Data-driven business: benefits over backlash

Five steps to a fit-for-purpose data strategy for general counsel

Recent data scandals and the consumer backlash against privacy intrusions call for data strategies built on three pillars: governance, ethical decision making and consumer transparency and control.

Our research shows many organisations are still at the beginning of this journey. For example, almost half of ASX 200 privacy policies have not been updated in the past two years.

Legal counsel are uniquely placed to inform data strategy. They should advocate to senior leadership across multiple business functions for robust, holistic data governance for your organisation. And they can also help develop new trust compacts with consumers by raising the bar on transparency and consumer control over data. Here’s how:

1. Create consensus on principles for good data governance

An agreed set of data management principles is crucial

Where an organisation's philosophy on data use is unclear, in-house legal teams are unable to collaborate swiftly with operational teams to enable opportunities and mitigate risk. This perpetuates a loop of general confusion, inefficiency and reluctance to seek input from legal.

2. Be transparent to protect against risk

Develop a comprehensive map of data use cases at your organisation (both current and future), and ensure these uses are made clear to customers in a simple and engaging manner

A focus on mere compliance with privacy laws and the adoption of broad‑based consents and generalised privacy policy disclosures runs the risk of leaving consumers disinterested or, worse, alienated.
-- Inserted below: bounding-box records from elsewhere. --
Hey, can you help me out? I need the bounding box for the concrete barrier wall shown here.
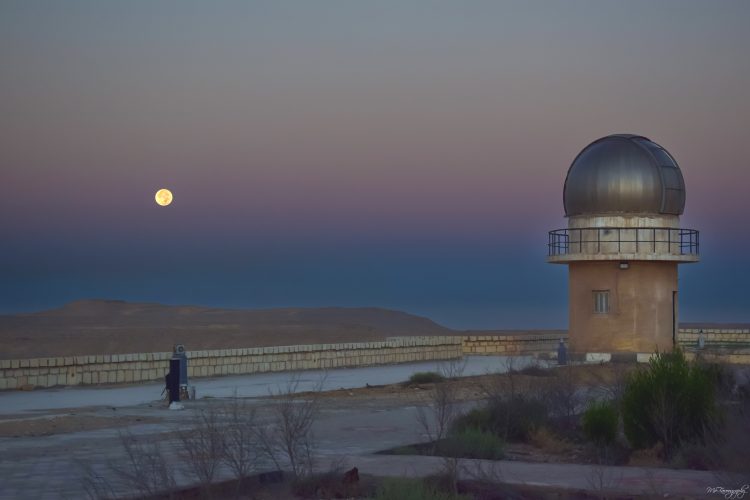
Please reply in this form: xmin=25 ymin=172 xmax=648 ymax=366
xmin=463 ymin=333 xmax=568 ymax=356
xmin=0 ymin=337 xmax=462 ymax=389
xmin=0 ymin=329 xmax=750 ymax=390
xmin=677 ymin=328 xmax=750 ymax=348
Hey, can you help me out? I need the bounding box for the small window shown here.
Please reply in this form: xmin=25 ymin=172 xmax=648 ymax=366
xmin=594 ymin=290 xmax=609 ymax=314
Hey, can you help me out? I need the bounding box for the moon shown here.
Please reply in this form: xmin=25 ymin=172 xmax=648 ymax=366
xmin=154 ymin=188 xmax=174 ymax=207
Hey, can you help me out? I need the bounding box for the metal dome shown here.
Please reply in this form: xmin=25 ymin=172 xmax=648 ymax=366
xmin=563 ymin=134 xmax=685 ymax=216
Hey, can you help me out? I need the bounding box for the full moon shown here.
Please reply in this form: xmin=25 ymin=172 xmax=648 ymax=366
xmin=154 ymin=189 xmax=173 ymax=207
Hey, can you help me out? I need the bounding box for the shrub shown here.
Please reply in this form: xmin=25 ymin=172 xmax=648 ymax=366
xmin=581 ymin=401 xmax=618 ymax=446
xmin=375 ymin=478 xmax=471 ymax=500
xmin=409 ymin=372 xmax=445 ymax=384
xmin=621 ymin=349 xmax=719 ymax=458
xmin=435 ymin=427 xmax=505 ymax=460
xmin=453 ymin=395 xmax=548 ymax=441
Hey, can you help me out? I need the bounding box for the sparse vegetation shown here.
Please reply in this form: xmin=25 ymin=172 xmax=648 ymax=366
xmin=622 ymin=349 xmax=719 ymax=459
xmin=409 ymin=372 xmax=445 ymax=385
xmin=436 ymin=427 xmax=505 ymax=460
xmin=375 ymin=478 xmax=472 ymax=500
xmin=453 ymin=394 xmax=548 ymax=441
xmin=581 ymin=401 xmax=619 ymax=448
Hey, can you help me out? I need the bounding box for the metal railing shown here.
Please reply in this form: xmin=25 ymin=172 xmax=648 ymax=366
xmin=547 ymin=227 xmax=699 ymax=257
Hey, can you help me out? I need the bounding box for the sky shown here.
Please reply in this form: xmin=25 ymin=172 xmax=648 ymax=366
xmin=0 ymin=0 xmax=750 ymax=329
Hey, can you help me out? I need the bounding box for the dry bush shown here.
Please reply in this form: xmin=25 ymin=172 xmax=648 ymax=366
xmin=255 ymin=375 xmax=325 ymax=478
xmin=175 ymin=406 xmax=225 ymax=498
xmin=586 ymin=464 xmax=622 ymax=500
xmin=544 ymin=365 xmax=586 ymax=428
xmin=221 ymin=393 xmax=259 ymax=495
xmin=529 ymin=427 xmax=572 ymax=454
xmin=81 ymin=431 xmax=176 ymax=499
It should be immediately obvious to your customers what they are signing up for – how their data is collected, how it is used, when it might be shared with third parties, how it might be commercialised, how it is protected and when it will be retired. Provided data is being used ethically and securely, removing the knowledge gap between perceived and intended use will help to protect customer loyalty and safeguard against critical reputation issues.

3. Empower your organisation to communicate value to consumers

Clearly communicate to consumers the benefits of sharing data

Meaningful communication of the value transaction taking place when data is shared is an essential counterweight for transparency. Consumers need to know how their data will be used, but also what they'll get in return. 41% of Australian consumers are comfortable allowing a trusted brand to transfer their information to third parties if there are clear benefits to doing so.

4. Banish 'set and forget'

Regularly updating your organisation's policy and practices is important, but frequently forgotten

Our research found almost half of ASX 200 privacy policies have not been updated in the past two years. In fact, approximately 20% of ASX 200 companies have not updated their privacy policies since 2014, when the most recent overhaul of privacy legislation took place. 4% don’t have a publicly available privacy policy at all.

5. Protect your assets

Data strategy is worthless without best practice cybersecurity

As organisations continually find new and more innovative ways of working with data, cyber criminals are finding more sophisticated ways to access it. As the crown jewels of your organisation, the value of your data extends beyond your borders.

Put simply, there's no point investing in data if it's not secure. Your data will be worthless if it is already accessible in the market. More importantly, the erosion of trust with your customer base in the event of a breach could be fatal.